While Statoil has said a 2013 tax increase contributed to the delays at both Snorre and Castberg, Norway has shown no inclination to match the incentives offered by the U.K.
Instead, the head of the Norwegian Petroleum Directorate warned companies on Oct. 15 that failure to produce less profitable barrels could hurt their chances of getting new blocks in the Arctic next year.

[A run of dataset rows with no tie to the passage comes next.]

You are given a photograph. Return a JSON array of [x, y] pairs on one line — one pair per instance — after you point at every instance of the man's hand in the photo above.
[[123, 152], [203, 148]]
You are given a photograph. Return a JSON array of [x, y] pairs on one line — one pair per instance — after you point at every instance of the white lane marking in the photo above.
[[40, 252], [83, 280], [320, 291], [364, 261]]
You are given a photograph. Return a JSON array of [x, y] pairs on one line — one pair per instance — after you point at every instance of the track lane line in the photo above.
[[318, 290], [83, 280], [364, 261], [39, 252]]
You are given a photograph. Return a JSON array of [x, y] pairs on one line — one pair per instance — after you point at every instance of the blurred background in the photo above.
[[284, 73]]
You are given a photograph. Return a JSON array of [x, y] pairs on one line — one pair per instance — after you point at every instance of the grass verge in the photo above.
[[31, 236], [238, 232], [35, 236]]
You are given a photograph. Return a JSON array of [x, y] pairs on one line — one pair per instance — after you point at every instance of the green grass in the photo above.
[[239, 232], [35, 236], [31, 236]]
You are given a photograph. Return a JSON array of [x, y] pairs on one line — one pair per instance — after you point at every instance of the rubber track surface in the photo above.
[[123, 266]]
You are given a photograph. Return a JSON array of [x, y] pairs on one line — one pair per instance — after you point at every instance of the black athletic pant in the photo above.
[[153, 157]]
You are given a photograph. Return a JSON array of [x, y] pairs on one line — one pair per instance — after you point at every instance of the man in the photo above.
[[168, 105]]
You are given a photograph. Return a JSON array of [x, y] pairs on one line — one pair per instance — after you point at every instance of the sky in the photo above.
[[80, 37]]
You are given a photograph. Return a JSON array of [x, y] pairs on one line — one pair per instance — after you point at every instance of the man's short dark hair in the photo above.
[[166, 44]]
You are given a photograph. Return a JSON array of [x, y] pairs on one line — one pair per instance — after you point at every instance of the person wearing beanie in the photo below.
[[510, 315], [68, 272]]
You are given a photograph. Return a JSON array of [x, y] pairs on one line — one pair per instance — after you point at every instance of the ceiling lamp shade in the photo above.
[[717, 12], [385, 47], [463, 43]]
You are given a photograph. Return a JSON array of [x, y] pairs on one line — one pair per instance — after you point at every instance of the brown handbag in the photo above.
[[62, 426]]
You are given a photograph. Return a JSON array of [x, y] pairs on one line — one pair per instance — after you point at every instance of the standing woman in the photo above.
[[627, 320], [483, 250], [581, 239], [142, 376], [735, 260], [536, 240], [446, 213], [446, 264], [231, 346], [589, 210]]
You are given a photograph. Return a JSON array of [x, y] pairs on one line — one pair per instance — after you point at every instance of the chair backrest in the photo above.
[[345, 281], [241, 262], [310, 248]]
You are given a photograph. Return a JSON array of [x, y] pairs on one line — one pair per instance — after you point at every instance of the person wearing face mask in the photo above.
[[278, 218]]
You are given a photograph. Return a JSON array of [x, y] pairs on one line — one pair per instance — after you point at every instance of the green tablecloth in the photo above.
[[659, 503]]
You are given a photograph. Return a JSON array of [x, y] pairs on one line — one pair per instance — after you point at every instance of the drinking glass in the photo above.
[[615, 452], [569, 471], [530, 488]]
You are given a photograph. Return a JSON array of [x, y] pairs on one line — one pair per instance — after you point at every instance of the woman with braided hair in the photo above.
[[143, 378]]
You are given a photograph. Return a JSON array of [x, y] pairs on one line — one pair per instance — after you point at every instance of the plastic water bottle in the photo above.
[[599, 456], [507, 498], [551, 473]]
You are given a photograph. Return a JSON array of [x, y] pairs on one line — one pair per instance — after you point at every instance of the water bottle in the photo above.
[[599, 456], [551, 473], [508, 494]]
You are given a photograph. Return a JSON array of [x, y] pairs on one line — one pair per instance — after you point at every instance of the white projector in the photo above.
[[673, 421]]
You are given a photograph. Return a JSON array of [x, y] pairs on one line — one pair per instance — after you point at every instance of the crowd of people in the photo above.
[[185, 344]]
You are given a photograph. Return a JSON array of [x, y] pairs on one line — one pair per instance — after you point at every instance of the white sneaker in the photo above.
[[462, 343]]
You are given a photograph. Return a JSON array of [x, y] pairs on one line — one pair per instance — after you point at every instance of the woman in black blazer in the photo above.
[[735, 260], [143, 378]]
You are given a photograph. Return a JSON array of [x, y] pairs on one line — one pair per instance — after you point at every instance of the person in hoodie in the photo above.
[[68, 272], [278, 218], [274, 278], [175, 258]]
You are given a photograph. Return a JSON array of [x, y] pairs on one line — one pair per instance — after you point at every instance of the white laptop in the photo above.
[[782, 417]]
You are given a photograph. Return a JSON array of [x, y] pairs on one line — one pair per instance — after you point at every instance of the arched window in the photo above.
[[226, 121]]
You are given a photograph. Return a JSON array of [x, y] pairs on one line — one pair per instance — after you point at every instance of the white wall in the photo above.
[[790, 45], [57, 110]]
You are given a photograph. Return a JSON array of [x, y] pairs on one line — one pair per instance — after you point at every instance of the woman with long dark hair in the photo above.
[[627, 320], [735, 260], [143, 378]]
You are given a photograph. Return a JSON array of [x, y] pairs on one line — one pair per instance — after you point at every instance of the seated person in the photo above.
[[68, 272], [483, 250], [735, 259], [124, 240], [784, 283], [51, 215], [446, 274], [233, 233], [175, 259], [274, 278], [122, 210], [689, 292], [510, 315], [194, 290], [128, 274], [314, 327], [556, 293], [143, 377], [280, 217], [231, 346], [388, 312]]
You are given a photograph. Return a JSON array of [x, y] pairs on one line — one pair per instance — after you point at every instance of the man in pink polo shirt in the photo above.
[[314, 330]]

Norway’s Petroleum and Energy Ministry has said it may not renew one of Statoil’s Snorre licenses if it fails to take steps to maximize oil extraction.
Stable framework conditions are the main priority for oil producers, Knut Rostad, a spokesman for Statoil, said in an e- mail on Oct. 20.
While agreeing with Statoil’s sentiments about the predictability of Norway’s tax rates regulations, Helge Hammer, chief operating officer of Faroe Petroleum Plc, a London-listed company operating on both sides of the North Sea said “it’s a bit disappointing that they didn’t do anything that could have stimulated investments in mature and small fields.”
While Norway’s top tax rate of 78 percent for the most profitable developments is high, direct reimbursements for exploration and other deductions reduce risks for companies, said Petroleum and Energy Minister Tord Lien. Opportunities in the Barents and Norwegian seas also gives the country an advantage over the U.K., Lien said in an Oct. 27 interview.
Producers don’t want to fall out with Norwegian authorities because they’re still in a position to allocate good licenses, said Ian Wood, former chairman of oil services company John Wood Group Plc and the author of a state-led review of U.K. operations in the North Sea.
Those U.K. operations will see further job cuts next year, with as many as half the fields unviable at $50 to $55 a barrel, Wood said in a Nov. 2 phone interview.
Brent, the global benchmark, added 0.6 percent to $48.25 a barrel on the London-based ICE Futures Europe exchange at 12:45 p.m. Singapore time on Friday.
“The North Sea is having a very hard time,” said Wood, adding that U.K. tax cuts have yet to stimulate spending because the oil price is too low. “In Norway, they effectively have the authority to make people invest.”